Ute Ströher le lâche avec humour: «Au moins, je n’ai pas perdu mon temps depuis mon doctorat. Il valait la peine de se pencher sur Ebola.» La discrète scientifique, qui se réjouit d’être revenue sur le Vieux Continent, met néanmoins en garde. Il y a plusieurs espèces de virus Ebola qui peuvent affecter les humains. Le vaccin Merck concerne le virus Zaïre. Il ne protège pas contre les virus Ebola de type Soudan et Bundibugyo.

A Genève, la chercheuse est en terrain connu, car elle continue de travailler sur la certification de nouveaux diagnostics à l’OMS. Intéressée par l’histoire de l’art et la cuisine française, elle promet d’apprendre la langue de Rousseau. Mais sa passion pour la science lui reste chevillée au corps. Elle va continuer de se battre pour convaincre politiciens et pharmas qu’il y a un intérêt public supérieur à financer la recherche sur les vaccins.

Profil

1968 Naissance dans le Bade-Wurtemberg.

1990 Entame des études de biologie à l’Université de Marburg.
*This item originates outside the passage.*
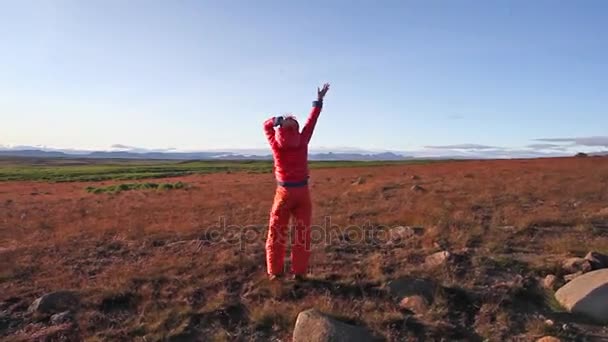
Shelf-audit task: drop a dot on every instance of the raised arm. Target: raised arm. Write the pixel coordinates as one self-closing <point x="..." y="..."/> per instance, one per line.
<point x="269" y="125"/>
<point x="311" y="122"/>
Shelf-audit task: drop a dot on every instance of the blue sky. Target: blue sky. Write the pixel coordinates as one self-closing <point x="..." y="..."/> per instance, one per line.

2001 Achève son doctorat en virologie et devient chercheuse occupant différentes fonctions au Laboratoire national de microbiologie à Winnipeg.

2008 Professeure adjointe de microbiologie médicale à l’Université du Manitoba puis, trois ans plus tard, responsable de l’équipe des diagnostics immunologiques et moléculaires (CDC) à Atlanta.

2018 Travaille sur la certification de nouveaux diagnostics à l’OMS.